Check out the Responses API docs for the whole specification.

Chat Completions

A lot of providers are offering a Chat Completions-compatible API. While we have not augmented our published API reference on the docs to provide a way to receive raw CoT, it’s still important that providers that offer the gpt-oss models via a Chat Completions-compatible API return the CoT as part of their messages and for developers to have a way to pass them back.

There is currently no generally agreed upon specification in the community with the general properties on a message being either reasoning or reasoning_content. To be compatible with clients like the OpenAI Agents SDK we recommend using a reasoning field as the primary property for the raw CoT in Chat Completions.

Quick verification of tool calling and API shapes

To verify if a provider is working you can use the Node.js script published in our gpt-oss GitHub repository that you can also use to run other evals. You’ll need Node.js or a similar runtime installed to run the tests.

These tests will run a series of tool/function calling based requests to the Responses API or Chat Completions API you are trying to test. Afterwards they will evaluate both whether the right tool was called and whether the API shapes are correct.

This largely acts as a smoke test but should be a good indicator on whether the APIs are compatible with our SDKs and can handle basic function calling. It does not guarantee full accuracy of the inference implementation (see the evals section below for details on that) nor does it guarantee full compatibility with the OpenAI APIs. They should still be a helpful indicator of major implementation issues.

To run the test suite run the following commands:

# clone the repository
git clone https://github.com/openai/gpt-oss.git
 
# go into the compatibility test directory
cd gpt-oss/compatibility-test/
 
# install the dependencies
npm install
 
# change the provider config in providers.ts to add your provider
 
# run the tests
npm start -- --provider <your-provider-name>

Afterwards you should receive a result of both the API implementation and any details on the function call performance.

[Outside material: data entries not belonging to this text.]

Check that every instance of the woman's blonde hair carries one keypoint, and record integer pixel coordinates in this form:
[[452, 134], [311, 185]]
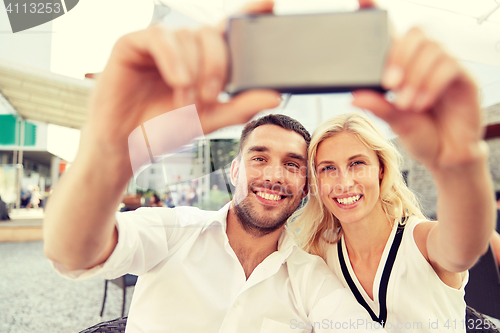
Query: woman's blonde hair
[[313, 224]]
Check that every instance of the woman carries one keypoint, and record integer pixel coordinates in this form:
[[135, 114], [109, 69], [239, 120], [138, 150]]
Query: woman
[[409, 273]]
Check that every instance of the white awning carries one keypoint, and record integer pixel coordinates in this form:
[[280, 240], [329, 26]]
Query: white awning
[[44, 96]]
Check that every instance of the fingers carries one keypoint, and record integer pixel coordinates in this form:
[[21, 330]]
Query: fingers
[[255, 7], [419, 71], [213, 65]]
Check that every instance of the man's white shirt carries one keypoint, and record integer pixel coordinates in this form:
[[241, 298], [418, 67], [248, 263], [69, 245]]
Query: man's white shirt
[[190, 280]]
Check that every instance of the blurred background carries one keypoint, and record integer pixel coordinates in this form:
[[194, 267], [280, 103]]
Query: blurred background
[[47, 73]]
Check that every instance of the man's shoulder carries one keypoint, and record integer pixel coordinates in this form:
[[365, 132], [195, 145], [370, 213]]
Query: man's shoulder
[[189, 215]]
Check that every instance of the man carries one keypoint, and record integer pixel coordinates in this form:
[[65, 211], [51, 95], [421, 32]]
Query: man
[[236, 270]]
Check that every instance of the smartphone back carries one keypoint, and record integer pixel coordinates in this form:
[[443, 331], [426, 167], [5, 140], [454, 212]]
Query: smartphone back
[[312, 53]]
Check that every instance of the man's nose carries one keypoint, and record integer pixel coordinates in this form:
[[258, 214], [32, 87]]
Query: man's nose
[[274, 173], [345, 180]]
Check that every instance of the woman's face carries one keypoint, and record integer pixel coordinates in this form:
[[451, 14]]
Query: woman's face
[[349, 175]]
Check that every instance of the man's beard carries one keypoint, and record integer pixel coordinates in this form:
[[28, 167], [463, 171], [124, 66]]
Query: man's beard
[[259, 226]]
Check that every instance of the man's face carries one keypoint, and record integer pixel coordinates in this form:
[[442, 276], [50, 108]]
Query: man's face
[[270, 178]]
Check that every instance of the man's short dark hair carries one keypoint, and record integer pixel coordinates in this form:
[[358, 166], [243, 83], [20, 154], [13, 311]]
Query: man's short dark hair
[[279, 120]]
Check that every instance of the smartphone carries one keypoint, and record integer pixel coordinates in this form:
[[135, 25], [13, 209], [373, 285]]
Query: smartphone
[[313, 53]]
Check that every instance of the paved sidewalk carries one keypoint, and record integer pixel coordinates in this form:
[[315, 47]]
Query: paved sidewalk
[[34, 298]]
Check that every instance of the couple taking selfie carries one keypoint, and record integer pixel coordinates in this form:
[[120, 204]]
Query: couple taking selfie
[[358, 256]]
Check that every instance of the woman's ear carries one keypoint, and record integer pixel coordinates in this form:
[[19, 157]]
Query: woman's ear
[[235, 167], [381, 172]]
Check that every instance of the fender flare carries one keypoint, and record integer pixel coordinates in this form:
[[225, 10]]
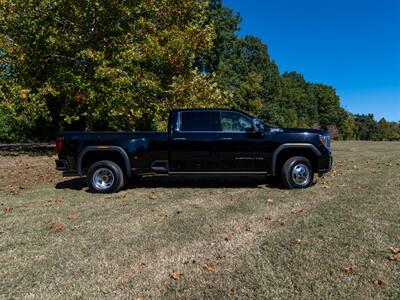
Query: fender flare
[[291, 145], [117, 149]]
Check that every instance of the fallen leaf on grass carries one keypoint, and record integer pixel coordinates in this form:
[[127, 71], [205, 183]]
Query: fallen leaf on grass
[[394, 250], [152, 196], [394, 257], [59, 200], [56, 227], [297, 211], [76, 227], [348, 270], [7, 209], [175, 275], [377, 282], [208, 267], [220, 255], [71, 217]]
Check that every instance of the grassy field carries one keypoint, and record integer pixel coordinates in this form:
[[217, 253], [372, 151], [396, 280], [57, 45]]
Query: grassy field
[[216, 238]]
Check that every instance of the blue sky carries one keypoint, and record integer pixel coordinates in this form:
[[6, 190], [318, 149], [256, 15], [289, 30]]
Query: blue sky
[[352, 45]]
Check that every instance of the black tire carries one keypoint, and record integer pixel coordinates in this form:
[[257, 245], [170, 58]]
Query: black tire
[[297, 173], [105, 177]]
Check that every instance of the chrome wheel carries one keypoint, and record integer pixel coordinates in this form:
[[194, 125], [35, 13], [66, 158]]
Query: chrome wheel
[[103, 179], [301, 174]]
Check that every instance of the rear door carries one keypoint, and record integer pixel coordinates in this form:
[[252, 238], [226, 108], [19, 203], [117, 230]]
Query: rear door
[[193, 141]]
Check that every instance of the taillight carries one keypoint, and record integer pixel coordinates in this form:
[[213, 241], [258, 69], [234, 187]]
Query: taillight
[[59, 142]]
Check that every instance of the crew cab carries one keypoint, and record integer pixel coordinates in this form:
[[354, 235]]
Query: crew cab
[[197, 142]]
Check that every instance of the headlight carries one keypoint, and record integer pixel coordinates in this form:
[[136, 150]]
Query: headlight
[[325, 140]]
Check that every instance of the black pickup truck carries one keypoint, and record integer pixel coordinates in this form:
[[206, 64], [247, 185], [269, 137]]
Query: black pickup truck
[[198, 141]]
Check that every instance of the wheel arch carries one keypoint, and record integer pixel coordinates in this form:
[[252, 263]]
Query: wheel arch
[[113, 153], [285, 151]]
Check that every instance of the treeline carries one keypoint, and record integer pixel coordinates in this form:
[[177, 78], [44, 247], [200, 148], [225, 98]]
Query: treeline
[[112, 65]]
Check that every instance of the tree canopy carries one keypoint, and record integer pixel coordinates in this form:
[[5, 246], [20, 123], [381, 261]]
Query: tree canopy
[[122, 65]]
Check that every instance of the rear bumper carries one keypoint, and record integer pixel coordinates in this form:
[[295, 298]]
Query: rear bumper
[[61, 165]]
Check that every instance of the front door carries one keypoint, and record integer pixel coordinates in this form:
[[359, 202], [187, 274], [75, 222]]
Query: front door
[[239, 148]]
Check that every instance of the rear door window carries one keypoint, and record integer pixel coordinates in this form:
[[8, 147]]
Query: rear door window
[[199, 121]]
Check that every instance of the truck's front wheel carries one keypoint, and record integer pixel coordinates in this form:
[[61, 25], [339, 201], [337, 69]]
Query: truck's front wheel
[[105, 177], [297, 173]]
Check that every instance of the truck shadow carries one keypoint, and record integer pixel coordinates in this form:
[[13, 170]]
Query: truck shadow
[[207, 182]]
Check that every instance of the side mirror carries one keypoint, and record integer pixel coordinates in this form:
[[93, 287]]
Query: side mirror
[[258, 127]]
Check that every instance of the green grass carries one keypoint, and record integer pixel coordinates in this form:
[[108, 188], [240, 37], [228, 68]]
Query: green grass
[[127, 245]]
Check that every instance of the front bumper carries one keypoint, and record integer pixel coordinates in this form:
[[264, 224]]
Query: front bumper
[[61, 165], [326, 165]]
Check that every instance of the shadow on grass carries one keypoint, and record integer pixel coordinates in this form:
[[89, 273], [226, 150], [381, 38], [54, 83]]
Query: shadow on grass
[[164, 181]]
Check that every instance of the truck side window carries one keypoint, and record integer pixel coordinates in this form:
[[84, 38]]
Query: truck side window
[[199, 121], [235, 122]]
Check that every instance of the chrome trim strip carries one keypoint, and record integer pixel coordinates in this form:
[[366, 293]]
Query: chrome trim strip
[[217, 173]]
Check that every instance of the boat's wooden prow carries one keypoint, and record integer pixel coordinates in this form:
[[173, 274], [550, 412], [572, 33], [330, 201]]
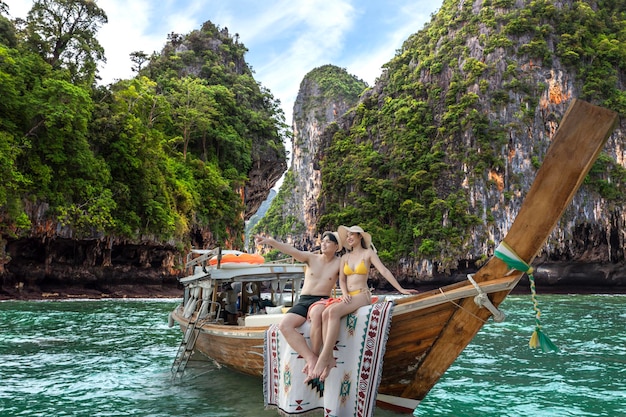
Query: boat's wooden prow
[[576, 145]]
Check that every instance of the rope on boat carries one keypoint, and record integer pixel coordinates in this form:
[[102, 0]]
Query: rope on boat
[[538, 339], [460, 306], [482, 300]]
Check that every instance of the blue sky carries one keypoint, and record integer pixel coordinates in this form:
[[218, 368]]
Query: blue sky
[[285, 38]]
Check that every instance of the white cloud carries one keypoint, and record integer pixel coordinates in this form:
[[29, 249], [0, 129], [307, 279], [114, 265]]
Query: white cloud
[[286, 39]]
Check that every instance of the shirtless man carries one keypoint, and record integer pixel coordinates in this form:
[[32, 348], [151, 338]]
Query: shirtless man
[[320, 278]]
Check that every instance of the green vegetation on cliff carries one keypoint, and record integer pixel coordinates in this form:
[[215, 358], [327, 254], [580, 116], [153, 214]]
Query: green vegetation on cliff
[[153, 157], [431, 127]]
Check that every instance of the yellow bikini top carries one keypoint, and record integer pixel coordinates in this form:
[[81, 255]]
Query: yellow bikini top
[[360, 269]]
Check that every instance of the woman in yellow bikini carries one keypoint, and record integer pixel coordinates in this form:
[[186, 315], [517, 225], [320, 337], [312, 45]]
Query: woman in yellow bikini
[[353, 272]]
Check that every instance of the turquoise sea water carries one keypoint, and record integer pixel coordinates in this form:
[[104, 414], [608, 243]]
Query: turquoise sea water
[[113, 358]]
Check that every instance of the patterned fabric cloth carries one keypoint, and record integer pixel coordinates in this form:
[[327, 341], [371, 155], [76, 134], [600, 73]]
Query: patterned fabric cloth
[[350, 388]]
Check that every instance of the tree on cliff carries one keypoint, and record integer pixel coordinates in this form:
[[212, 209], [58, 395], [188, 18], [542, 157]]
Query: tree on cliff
[[63, 32]]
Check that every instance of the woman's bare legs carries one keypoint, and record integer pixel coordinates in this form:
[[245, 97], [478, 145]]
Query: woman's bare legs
[[331, 318]]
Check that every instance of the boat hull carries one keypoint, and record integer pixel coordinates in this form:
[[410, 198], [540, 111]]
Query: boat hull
[[430, 330]]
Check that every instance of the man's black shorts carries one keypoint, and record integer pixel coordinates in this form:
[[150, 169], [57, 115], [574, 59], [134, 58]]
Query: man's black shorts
[[301, 308]]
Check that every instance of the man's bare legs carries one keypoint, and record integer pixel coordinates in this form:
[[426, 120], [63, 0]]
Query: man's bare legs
[[296, 340]]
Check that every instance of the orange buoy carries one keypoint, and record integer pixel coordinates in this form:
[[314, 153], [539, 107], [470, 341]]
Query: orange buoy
[[239, 257]]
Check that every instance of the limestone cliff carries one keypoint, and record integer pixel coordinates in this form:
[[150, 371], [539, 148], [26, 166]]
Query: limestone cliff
[[325, 94], [441, 151]]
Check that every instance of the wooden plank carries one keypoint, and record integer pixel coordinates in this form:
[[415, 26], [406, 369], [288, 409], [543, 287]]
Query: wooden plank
[[576, 145]]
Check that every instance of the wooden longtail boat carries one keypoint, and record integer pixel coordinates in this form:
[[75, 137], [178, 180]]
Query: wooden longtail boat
[[429, 330]]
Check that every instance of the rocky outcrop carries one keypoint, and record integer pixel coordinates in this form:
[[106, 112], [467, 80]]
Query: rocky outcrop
[[494, 92], [325, 94]]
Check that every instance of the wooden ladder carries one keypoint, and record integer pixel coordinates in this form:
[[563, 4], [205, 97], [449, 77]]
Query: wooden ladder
[[185, 350]]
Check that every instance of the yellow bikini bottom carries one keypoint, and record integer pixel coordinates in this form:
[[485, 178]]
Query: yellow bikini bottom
[[359, 291]]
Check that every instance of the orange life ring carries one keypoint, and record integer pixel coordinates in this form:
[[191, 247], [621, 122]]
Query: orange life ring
[[244, 258]]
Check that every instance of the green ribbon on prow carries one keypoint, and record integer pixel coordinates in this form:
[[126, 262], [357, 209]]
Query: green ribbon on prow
[[538, 340]]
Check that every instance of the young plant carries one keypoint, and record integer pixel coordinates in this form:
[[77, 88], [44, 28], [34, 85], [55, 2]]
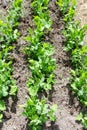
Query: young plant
[[38, 112]]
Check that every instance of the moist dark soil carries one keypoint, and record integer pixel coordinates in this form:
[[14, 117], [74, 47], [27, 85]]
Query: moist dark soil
[[68, 105]]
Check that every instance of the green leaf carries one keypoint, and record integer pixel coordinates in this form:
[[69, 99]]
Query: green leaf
[[79, 117], [2, 106], [13, 90], [1, 116]]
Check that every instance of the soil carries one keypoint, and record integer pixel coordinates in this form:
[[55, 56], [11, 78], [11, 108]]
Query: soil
[[68, 105], [81, 14]]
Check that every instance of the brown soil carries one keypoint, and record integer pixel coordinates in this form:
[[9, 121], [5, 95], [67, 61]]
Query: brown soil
[[81, 14], [68, 106]]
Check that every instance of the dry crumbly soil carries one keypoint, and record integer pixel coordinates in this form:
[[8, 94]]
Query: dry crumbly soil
[[68, 105], [81, 14]]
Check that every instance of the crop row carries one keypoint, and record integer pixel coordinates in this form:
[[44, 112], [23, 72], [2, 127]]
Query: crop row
[[74, 45], [8, 35], [39, 54]]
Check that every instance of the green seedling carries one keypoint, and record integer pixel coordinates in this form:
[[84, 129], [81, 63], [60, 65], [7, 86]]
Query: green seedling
[[38, 112]]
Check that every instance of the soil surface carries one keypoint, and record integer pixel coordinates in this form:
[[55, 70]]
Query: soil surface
[[81, 14], [68, 106]]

If your tests are successful, the output should show 0 invalid requests and over 90% on both pass@k and pass^k. This means the implementation should likely be correct. To be fully sure, you should also inspect the evals as described below.

If you want a detailed view of the individual responses, you can the jsonl file that was created in your directory.

You can also enable debug mode to view any of the actual request payloads using DEBUG=openai-agents:openai npm start -- --provider <provider-name> but it might get noisy. To run only one test use the -n 1 flag for easier debugging. For testing streaming events you can use --streaming.

Verifying correctness through evals

The team at Artificial Analysis is running AIME and GPQA evals for a variety of providers. If you are unsure about your provider, check out Artificial Analysis for the most recent metrics.

To be on the safe side you should consider running evals yourself. To run your own evals, you can find in the same repository as the test above a gpt_oss/evals folder that contains the test harnesses that we used to verify the AIME (16 attempts per problem), GPQA (8 attempts per problem) and Healthbench (1 attempt per problem) evals for the vLLM implementation and some of our own reference implementations. You can use the same script to test your implementations.

To test a Responses API compatible API run:

python -m gpt_oss.evals --base-url http://localhost:8000/v1 --eval aime25 --sampler responses --model openai/gpt-oss-120b --reasoning-effort high

To test a Chat Completions API compatible API run:

python -m gpt_oss.evals --base-url http://localhost:8000/v1 --eval aime25 --sampler chat_completions --model openai/gpt-oss-120b --reasoning-effort high

If you are getting similar benchmark results as those published by us and your function calling tests above succeeded you likely have a correct implementation of gpt-oss.